チビだしいい年してフリーターだし馬鹿だし間抜けだし、女以上に運命なんて言葉を信じている。本当にもう救いようのない奴だ。急に饒舌になった俺の豹変っぷりが相当怖かったのか、俺のワイシャツを握りしめた手が震えていた。

「知ってて言ってんだろ?わざとだろ?」
「わ、わざとです…」
「だよなあ。何、困らせたかった?泣いて縋って置いていかないでくれって言ってほしかったのか?」
「ちが、違くて!お前には、オレじゃなくたってたくさんいて、だから」
「ひとりで盛り上がって出ていこうとしたのか。

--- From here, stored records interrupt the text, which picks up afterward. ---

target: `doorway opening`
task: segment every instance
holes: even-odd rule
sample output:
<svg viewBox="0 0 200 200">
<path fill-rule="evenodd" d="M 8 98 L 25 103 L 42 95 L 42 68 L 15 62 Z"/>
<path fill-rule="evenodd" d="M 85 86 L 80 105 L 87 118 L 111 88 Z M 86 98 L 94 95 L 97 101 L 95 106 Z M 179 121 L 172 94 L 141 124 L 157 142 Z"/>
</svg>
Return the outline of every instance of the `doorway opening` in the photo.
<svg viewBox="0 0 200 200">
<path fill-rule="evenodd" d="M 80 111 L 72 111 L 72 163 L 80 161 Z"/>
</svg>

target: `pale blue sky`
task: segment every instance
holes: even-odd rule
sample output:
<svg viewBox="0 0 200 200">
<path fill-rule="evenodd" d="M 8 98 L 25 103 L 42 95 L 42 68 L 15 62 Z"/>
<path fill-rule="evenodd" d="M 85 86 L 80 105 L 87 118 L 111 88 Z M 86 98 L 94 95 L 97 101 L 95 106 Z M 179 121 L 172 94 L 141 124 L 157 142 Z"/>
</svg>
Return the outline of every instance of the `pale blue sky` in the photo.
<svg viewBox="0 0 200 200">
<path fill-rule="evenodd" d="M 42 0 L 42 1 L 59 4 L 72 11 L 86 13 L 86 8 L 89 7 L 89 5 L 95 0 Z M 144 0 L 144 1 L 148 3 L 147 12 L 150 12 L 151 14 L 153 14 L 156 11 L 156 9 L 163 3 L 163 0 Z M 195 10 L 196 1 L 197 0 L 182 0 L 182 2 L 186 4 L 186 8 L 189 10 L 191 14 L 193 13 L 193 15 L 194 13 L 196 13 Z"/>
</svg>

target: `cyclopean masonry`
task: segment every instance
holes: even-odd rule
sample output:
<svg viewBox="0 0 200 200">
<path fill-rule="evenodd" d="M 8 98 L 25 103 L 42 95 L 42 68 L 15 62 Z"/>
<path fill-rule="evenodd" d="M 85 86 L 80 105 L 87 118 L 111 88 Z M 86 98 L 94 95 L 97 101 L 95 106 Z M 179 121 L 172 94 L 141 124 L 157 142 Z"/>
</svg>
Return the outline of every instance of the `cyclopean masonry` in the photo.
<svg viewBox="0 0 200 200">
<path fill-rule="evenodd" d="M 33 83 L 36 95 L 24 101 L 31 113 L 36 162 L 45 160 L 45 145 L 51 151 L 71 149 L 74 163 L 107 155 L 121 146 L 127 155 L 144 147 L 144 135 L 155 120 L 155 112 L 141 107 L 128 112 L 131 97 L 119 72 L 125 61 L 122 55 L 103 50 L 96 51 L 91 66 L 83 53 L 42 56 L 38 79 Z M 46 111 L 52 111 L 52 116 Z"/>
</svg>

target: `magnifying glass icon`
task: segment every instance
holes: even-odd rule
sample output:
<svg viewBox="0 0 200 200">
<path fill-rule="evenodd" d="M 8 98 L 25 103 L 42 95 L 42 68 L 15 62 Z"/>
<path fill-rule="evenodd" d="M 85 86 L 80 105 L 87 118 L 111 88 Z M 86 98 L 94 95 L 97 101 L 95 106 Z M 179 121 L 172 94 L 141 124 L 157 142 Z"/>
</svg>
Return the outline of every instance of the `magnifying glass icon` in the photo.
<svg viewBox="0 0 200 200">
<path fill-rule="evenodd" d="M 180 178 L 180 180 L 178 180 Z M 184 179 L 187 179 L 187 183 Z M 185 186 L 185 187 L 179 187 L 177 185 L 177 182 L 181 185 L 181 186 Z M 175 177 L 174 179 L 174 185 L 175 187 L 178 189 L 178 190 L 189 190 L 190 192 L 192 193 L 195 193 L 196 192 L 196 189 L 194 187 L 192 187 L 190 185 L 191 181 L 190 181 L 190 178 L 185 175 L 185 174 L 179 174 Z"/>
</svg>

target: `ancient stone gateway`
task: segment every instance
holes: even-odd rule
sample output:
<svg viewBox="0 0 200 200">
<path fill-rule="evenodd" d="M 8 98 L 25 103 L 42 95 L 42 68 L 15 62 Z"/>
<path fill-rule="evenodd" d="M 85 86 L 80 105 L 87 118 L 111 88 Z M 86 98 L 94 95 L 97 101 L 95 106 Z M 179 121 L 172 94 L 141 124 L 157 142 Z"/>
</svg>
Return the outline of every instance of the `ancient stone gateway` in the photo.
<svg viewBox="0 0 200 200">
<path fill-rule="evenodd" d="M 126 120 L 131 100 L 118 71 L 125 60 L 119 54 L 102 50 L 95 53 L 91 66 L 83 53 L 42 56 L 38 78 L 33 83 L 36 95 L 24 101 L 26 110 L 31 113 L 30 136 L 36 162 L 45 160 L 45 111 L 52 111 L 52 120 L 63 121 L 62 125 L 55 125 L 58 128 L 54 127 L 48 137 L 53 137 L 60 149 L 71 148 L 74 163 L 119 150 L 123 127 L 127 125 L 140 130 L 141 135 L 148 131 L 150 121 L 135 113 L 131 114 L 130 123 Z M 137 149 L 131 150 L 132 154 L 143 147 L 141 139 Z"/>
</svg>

馬鹿じゃねえの。…知ってんだろ、俺の仕事も全部」
「…、しってます…」

ああもうこいつホント馬鹿。手遅れだ。再び泣きだした馬鹿は俺のワイシャツにそのぐだぐだの泣き顔を押しつけてすんすんと鼻を鳴らしている。このワイシャツはもう駄目だなどうしてくれんのお前の月収くらいするぞこれ。俺の仕事っていうのはまあ大きな声じゃ言えないがホストである。おかげで稼ぎはいい。女モノの香水の匂いがするだとか女と歩いてただとか、果てはそれに笑顔を振り撒いたり丁重にもてなすことになんの感情も抱いていないってことを、こいつは知っているわけだ。知っていてのさっきの言質だ。なんなんだよこいつ。全くもって可愛げのない恋人のその後頭部を、ぐしゃぐしゃと撫でる。泣き声が大きくなった。ほんとにかわいくない。

「なんなんだよ、ホント。運命の相手だって言ったらそれで満足するのか?」
「ちが、…もう、もういいから……」

なにがもういいから、だ。こっちの気持ちも考えやがれこの馬鹿。俺はそのままさっそく鳥の巣みたいになってる髪をぐいっと掴んで顔を上げさせる。ぼろぼろの泣き顔がぐしゃりと歪んだ。何かすげえひどいことしてるみたいな気分になって、ちょっと興が殺がれる。ホントはもっと苛めてやる気だったんだけど、その気も失せた。なんでそんなほっとした顔するんだ、ドMなのかお前は。

「運命の相手なんて誰かに決められるもんじゃねえんだよ、わかったか」

俺は運命なんて信じない。運命の相手だなんてそんなありもしない枠組を勝手に他人に決められてたまるか、と思う。こくこくと何度も頷いた馬鹿な恋人は、ぎゅう、と俺の背中にしがみついた。何かものすごく徒労をした気分になる。なんだこいつ。結局ひとりでから回った上に俺を巻き込んだのか。不安だも寂しいも一言だって口に出さねえくせに。

「…じゃ、じゃあ、オレが運命の相手、でもいい…?」

そして人の話をちっとも聞かないそのどうしようもない阿呆は、俺の有難いお話も全くもって馬の耳に念仏らしかった。俺の言いたかったことをちっとも理解していない。でもその涙に濡れたひとみが期待と不安のないまぜになったいろをしてきらきらと俺を見ていたので、もう一度こいつに対して運命というものの不確実性を説く気にもなれなかった俺は、黙ってそのしょっぱい唇を塞いでやった。